Objectives: The purpose of this study was to assess and predict risk factors for death within 30 days after orthotopic liver transplant and to develop a nomogram to predict mortality after liver transplant.
Materials and Methods: We retrospectively studied 185 patients who underwent orthotopic liver transplant at Sichuan Provincial People’s Hospital from January 1, 2010, to December 31, 2018. Multivariable logistic regression analyses were used to identify independent risk factors. A nomogram model was developed to predict mortality after liver transplant. The perfor-mance of the prediction model was assessed and validated by receiver operating characteristic curve and bootstrap methods (1000 replications).
Results: Multivariable logistic regression analyses revealed that tracheal extubation time, postoperative infection, and intraperitoneal hemorrhage post-transplant were independent risk factors for mortality after liver transplant. The receiver operating characteristic curve of the nomogram prediction model was 0.896 (96% CI, 0.803-0.989), and the mean absolute error of internal validation by bootstrap (1000 replications) was 0.019 (n = 184). These results showed that the nomogram model had an excellent prediction accuracy.
Conclusions: A nomogram model can provide clinicians with an individualized risk assessment of perio-perative mortality in liver transplant recipients.
Key words : Hepatic, Prediction model, Risk factors, Transplant
Liver transplantation (LT) is currently the most effective treatment method for end-stage liver disease, including end-stage acute liver failure, cirrhosis in adults, hepatic malignancies, and congenital biliary atresia in children.1-4 With the continuous development of surgical techniques, perioperative management, and immunosuppressive therapy,5 survival can now reach 80% to 90% after 1 year and 70% to 80% at 5 years.6 However, as a result of shortages of donor organs, many patients die while on wait lists before undergoing LT.7 Therefore, a major challenge to physicians is to improve the success rate of LT and to utilize the living donors more effectively.8-10
Mortality after LT is highly prevalent within 30 days after transplant.11 Therefore, we retrospectively studied the risk factors associated with mortality within 30 days after LT. Although a number of studies have predicted the risk factors after LT,12-14 because of numerous factors affecting LT outcomes, precisely predicting postoperative mortality is challenging.

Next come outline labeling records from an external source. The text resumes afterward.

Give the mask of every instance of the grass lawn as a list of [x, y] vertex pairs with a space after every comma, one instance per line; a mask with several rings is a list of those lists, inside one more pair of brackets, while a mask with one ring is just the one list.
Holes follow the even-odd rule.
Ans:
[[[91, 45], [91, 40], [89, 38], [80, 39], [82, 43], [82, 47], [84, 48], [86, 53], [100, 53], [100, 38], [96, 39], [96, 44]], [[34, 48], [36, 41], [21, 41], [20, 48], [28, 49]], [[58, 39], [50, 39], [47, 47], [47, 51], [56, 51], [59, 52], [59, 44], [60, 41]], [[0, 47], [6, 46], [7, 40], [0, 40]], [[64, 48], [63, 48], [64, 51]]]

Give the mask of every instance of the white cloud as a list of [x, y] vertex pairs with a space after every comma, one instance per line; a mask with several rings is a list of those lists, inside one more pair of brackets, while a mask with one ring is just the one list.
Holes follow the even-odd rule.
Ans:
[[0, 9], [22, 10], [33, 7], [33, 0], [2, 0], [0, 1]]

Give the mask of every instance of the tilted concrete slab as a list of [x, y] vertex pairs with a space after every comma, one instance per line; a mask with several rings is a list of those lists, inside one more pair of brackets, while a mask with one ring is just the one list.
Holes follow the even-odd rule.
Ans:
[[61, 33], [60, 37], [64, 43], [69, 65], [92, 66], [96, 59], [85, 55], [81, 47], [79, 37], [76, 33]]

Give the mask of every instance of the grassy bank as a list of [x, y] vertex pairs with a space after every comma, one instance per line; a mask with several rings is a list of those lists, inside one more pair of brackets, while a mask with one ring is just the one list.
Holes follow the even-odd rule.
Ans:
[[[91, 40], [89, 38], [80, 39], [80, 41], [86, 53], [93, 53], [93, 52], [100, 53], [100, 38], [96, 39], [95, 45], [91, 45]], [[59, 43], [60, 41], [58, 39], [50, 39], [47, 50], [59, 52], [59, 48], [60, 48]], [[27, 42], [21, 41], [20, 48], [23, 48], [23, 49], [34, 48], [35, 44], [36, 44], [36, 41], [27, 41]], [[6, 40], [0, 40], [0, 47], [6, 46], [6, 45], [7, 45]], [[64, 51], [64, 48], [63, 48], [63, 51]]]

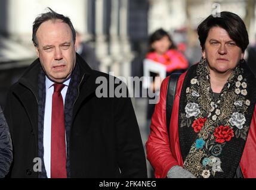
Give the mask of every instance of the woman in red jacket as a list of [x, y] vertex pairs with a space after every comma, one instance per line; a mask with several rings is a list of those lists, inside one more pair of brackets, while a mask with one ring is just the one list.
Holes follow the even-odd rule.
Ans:
[[203, 21], [198, 33], [202, 58], [178, 80], [169, 137], [169, 77], [162, 84], [147, 159], [156, 178], [256, 177], [256, 79], [243, 59], [245, 24], [221, 12]]

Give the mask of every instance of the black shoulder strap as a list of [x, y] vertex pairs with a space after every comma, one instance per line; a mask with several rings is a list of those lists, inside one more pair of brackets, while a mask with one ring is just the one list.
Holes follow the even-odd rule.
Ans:
[[175, 94], [176, 93], [177, 83], [178, 79], [181, 73], [173, 73], [172, 74], [169, 78], [169, 83], [167, 87], [167, 96], [166, 96], [166, 127], [167, 131], [169, 134], [169, 128], [170, 125], [170, 119], [171, 116], [171, 112], [172, 110], [173, 103], [174, 102]]

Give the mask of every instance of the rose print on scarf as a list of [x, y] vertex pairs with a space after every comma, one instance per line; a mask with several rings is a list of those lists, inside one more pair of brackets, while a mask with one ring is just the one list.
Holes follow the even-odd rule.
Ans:
[[216, 137], [216, 142], [223, 143], [229, 141], [234, 137], [234, 131], [229, 126], [220, 125], [215, 129], [214, 136]]
[[238, 128], [241, 129], [243, 128], [243, 125], [245, 123], [246, 121], [243, 115], [236, 112], [233, 113], [229, 121], [231, 125], [236, 126]]

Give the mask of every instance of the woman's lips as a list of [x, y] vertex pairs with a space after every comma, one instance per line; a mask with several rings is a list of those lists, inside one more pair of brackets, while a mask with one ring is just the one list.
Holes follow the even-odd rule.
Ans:
[[225, 59], [225, 58], [218, 58], [217, 59], [217, 61], [228, 61], [229, 59]]

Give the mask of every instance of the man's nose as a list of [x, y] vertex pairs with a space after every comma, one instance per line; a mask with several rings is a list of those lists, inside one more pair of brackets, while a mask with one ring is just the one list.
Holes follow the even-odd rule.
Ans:
[[63, 58], [63, 56], [62, 55], [62, 51], [60, 48], [56, 48], [54, 52], [54, 59], [55, 60], [60, 60]]

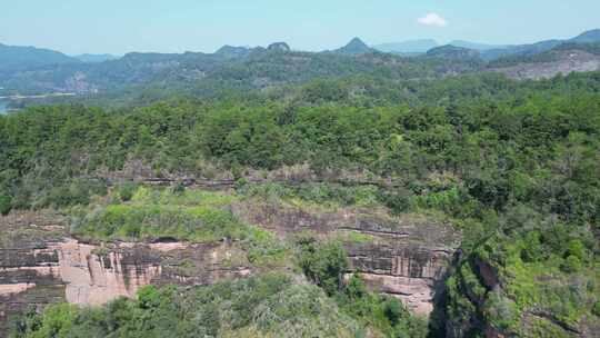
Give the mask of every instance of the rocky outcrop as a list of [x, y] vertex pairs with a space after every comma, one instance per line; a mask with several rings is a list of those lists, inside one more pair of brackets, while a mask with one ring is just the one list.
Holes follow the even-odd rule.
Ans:
[[[431, 311], [436, 285], [460, 241], [450, 225], [383, 210], [243, 201], [232, 211], [281, 238], [301, 231], [339, 237], [349, 254], [348, 274], [362, 275], [372, 289], [400, 298], [418, 314]], [[69, 237], [60, 215], [12, 213], [0, 221], [0, 326], [28, 306], [101, 305], [132, 297], [149, 284], [209, 285], [252, 274], [237, 242], [100, 245]]]
[[[339, 236], [349, 254], [349, 274], [360, 274], [368, 286], [400, 298], [421, 315], [433, 309], [436, 286], [460, 243], [460, 233], [450, 225], [414, 215], [390, 217], [360, 209], [311, 212], [258, 202], [239, 203], [234, 212], [281, 237], [307, 230], [321, 237]], [[364, 238], [352, 240], [352, 233]]]
[[29, 306], [101, 305], [149, 284], [208, 285], [251, 274], [237, 243], [100, 246], [66, 237], [60, 219], [33, 223], [33, 215], [0, 219], [0, 336], [9, 317]]
[[600, 70], [600, 56], [582, 50], [564, 50], [552, 53], [554, 60], [548, 62], [520, 63], [511, 67], [497, 68], [501, 72], [517, 80], [549, 79], [559, 73]]

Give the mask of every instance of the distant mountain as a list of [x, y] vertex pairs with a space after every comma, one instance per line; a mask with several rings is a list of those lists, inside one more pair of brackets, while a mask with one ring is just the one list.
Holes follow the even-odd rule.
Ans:
[[364, 53], [371, 53], [373, 51], [374, 51], [373, 49], [367, 46], [367, 43], [364, 43], [359, 38], [353, 38], [344, 47], [334, 50], [334, 52], [341, 53], [341, 54], [364, 54]]
[[583, 32], [572, 39], [569, 42], [574, 43], [597, 43], [600, 42], [600, 29], [589, 30]]
[[507, 46], [503, 44], [488, 44], [488, 43], [479, 43], [479, 42], [471, 42], [466, 40], [453, 40], [450, 43], [451, 46], [456, 47], [462, 47], [468, 49], [474, 49], [474, 50], [490, 50], [490, 49], [498, 49], [498, 48], [506, 48]]
[[6, 46], [0, 43], [0, 70], [16, 70], [79, 62], [80, 61], [76, 58], [68, 57], [50, 49]]
[[373, 46], [374, 49], [390, 53], [424, 53], [440, 44], [432, 39], [408, 40]]
[[233, 46], [226, 44], [219, 48], [219, 50], [217, 50], [214, 54], [230, 59], [230, 58], [247, 57], [250, 52], [252, 52], [251, 48], [233, 47]]
[[436, 57], [449, 60], [478, 59], [479, 51], [451, 44], [436, 47], [427, 52], [428, 57]]
[[86, 54], [74, 56], [73, 58], [78, 59], [81, 62], [86, 62], [86, 63], [98, 63], [98, 62], [117, 60], [120, 57], [112, 56], [112, 54], [88, 54], [88, 53], [86, 53]]
[[481, 53], [484, 60], [496, 60], [508, 56], [533, 56], [549, 51], [563, 43], [562, 40], [546, 40], [530, 44], [508, 46], [504, 48], [489, 49]]
[[290, 51], [291, 50], [290, 46], [288, 46], [288, 43], [286, 42], [271, 43], [269, 44], [269, 47], [267, 47], [267, 49], [272, 50], [272, 51]]
[[510, 56], [534, 56], [543, 53], [563, 43], [596, 43], [600, 42], [600, 29], [586, 31], [572, 39], [568, 40], [546, 40], [529, 44], [507, 46], [504, 48], [490, 49], [481, 53], [481, 57], [486, 60], [496, 60], [502, 57]]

The nomogram uses various clinicopathological parameters to generate specific information that can affect clinical management or inform the clinician of the patient’s progress.15 A nomogram can evaluate outcomes of high-risk patients through a total score calculation, is intuitive, and is easy to understand. Nomograms are widely used in all aspects of clinical practice to predict the disease process.15,16 Although various nomograms have been established to estimate the incidence or risk of different diseases, as far as we know, nomograms are rarely used to predict mortality after orthotopic LT.
Materials and Methods
The study cohort included patients who received orthotopic LT at Sichuan Provincial People’s Hospital (Chengdu, China). All patient data were obtained from the hospital’s electronic medical record system. The study was approved by the Ethics Committee of Sichuan Provincial People’s Hospital (no. 2018-267) and has been registered with the Chinese Clinical Trial Registry (no. ChiCTR2000033742). Patient consent was not required for this study because it was a retrospective study without interventions that would affect patients’ rights and health. Patient data were anonymous at the time of collection.

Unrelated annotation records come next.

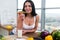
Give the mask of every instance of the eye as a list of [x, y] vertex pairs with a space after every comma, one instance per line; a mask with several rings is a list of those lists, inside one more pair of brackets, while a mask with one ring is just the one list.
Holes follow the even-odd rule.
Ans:
[[27, 7], [27, 5], [25, 5], [24, 7]]

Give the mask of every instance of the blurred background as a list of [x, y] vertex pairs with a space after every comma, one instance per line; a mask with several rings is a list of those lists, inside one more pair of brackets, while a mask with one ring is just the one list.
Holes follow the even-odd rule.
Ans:
[[[0, 24], [17, 25], [17, 12], [22, 10], [25, 0], [0, 0]], [[40, 16], [37, 32], [60, 29], [60, 0], [32, 0]], [[0, 30], [1, 31], [1, 30]]]

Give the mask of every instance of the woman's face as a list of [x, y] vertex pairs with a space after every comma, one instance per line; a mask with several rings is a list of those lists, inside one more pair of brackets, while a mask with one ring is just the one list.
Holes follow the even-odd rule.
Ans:
[[31, 13], [31, 12], [32, 12], [32, 6], [31, 6], [31, 4], [30, 4], [29, 2], [26, 2], [24, 9], [25, 9], [25, 11], [26, 11], [27, 13]]

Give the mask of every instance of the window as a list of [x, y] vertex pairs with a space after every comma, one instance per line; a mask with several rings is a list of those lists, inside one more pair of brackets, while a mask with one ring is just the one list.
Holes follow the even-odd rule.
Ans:
[[[40, 20], [41, 20], [41, 0], [32, 0], [35, 4], [35, 9], [36, 9], [36, 13], [40, 16]], [[21, 11], [23, 8], [23, 3], [25, 2], [25, 0], [18, 0], [18, 11]], [[40, 20], [39, 20], [39, 29], [38, 31], [40, 31]]]

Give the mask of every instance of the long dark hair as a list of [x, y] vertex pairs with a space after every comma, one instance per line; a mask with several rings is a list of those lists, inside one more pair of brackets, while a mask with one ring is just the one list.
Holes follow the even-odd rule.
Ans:
[[[35, 12], [35, 5], [34, 5], [34, 3], [33, 3], [31, 0], [26, 0], [26, 1], [24, 2], [22, 11], [25, 11], [24, 8], [25, 8], [25, 3], [26, 3], [26, 2], [29, 2], [29, 3], [31, 4], [31, 7], [32, 7], [31, 15], [32, 15], [32, 16], [36, 16], [37, 14], [36, 14], [36, 12]], [[25, 14], [25, 16], [27, 16], [27, 14]]]

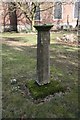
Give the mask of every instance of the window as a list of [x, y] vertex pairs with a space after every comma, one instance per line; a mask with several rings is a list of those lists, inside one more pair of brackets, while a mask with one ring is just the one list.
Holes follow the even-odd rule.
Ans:
[[74, 18], [78, 18], [79, 16], [80, 16], [80, 2], [75, 2]]
[[35, 20], [40, 20], [40, 6], [36, 7]]
[[62, 19], [62, 3], [55, 2], [54, 19]]

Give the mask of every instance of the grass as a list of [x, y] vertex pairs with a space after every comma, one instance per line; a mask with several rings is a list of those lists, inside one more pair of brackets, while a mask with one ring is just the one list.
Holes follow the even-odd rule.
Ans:
[[[52, 83], [55, 81], [55, 84], [67, 86], [68, 91], [61, 96], [55, 94], [49, 101], [34, 103], [25, 85], [27, 82], [32, 85], [32, 80], [36, 80], [37, 35], [5, 34], [0, 35], [2, 36], [3, 117], [77, 118], [79, 48], [55, 42], [56, 36], [62, 36], [63, 33], [51, 33], [50, 78]], [[11, 80], [14, 78], [17, 83], [12, 85]]]
[[66, 91], [66, 88], [58, 81], [51, 81], [49, 84], [39, 86], [34, 80], [31, 80], [27, 82], [27, 87], [34, 99], [42, 99], [48, 95]]

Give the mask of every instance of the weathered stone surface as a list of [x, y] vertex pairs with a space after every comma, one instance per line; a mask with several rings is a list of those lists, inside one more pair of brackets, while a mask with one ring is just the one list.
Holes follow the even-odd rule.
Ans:
[[39, 85], [50, 82], [50, 28], [51, 26], [35, 26], [38, 30], [37, 36], [37, 80]]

This study was a retrospective analysis of 185 patients who underwent orthotopic LT at Sichuan Provincial People’s Hospital from January 1, 2010, to December 31, 2018. Exclusion criteria included blood group incompatibility between donor and recipient, patients who were pregnant or breastfeeding, those aged <18 years, patients with a previous history of liver surgery, multiple organ combination transplant recipients, patients with malignancy other than liver cancer, and patients with death in the operating room.
The preoperative variables selected for the study included recipient age, sex, body mass index (BMI), primary cause of the liver disease (liver cancer, severe hepatitis, chronic end-stage liver disease), nonhepatic phase duration, operative time, the volume of bicarbonate injection, the volume of saline injection, the volume of blood transfusions, total fluid volume, postoperative infection, postoperative intraperitoneal hemorrhage, Model for End-Stage Liver Disease (MELD) score, length of intensive care unit (ICU) stay, tracheal extubation (TE) time, and length of hospital stay.
Definitions in the model
This study examined mortality related to LT within 30 days after the operation, and the main prognostic outcome was survival or no survival. The diagnosis of postoperative infection was based on clinical manifestations and organism isolation.17 Intraperi-toneal hemorrhage after LT was diagnosed when there was a large amount of bloody drainage from the abdominal drainage tube, the hemoglobin level dropped rapidly, or there was instability in blood pressure.18,19
We performed all statistical analyses with IBM SPSS statistical software (version 25.0) and R software (version 3.4.6). Clinical features were summarized as categorical variables and presented as counts and percentages; continuous variables are presented as means and standard deviation or medians and interquartile range. Continuous variables were assessed by t tests, and categorical variables were assessed by chi-square tests. Statistical significance was defined as P < .05. Clinically relevant factors associated with nonsurvival (P < .05) in univariate analysis were included in subsequent multivariable logistic regression analyses to identify independent risk factors. The performance of the nomogram model was assessed by receiver operating characteristic curve (ROC)20 and bootstrap methods (1000 replications).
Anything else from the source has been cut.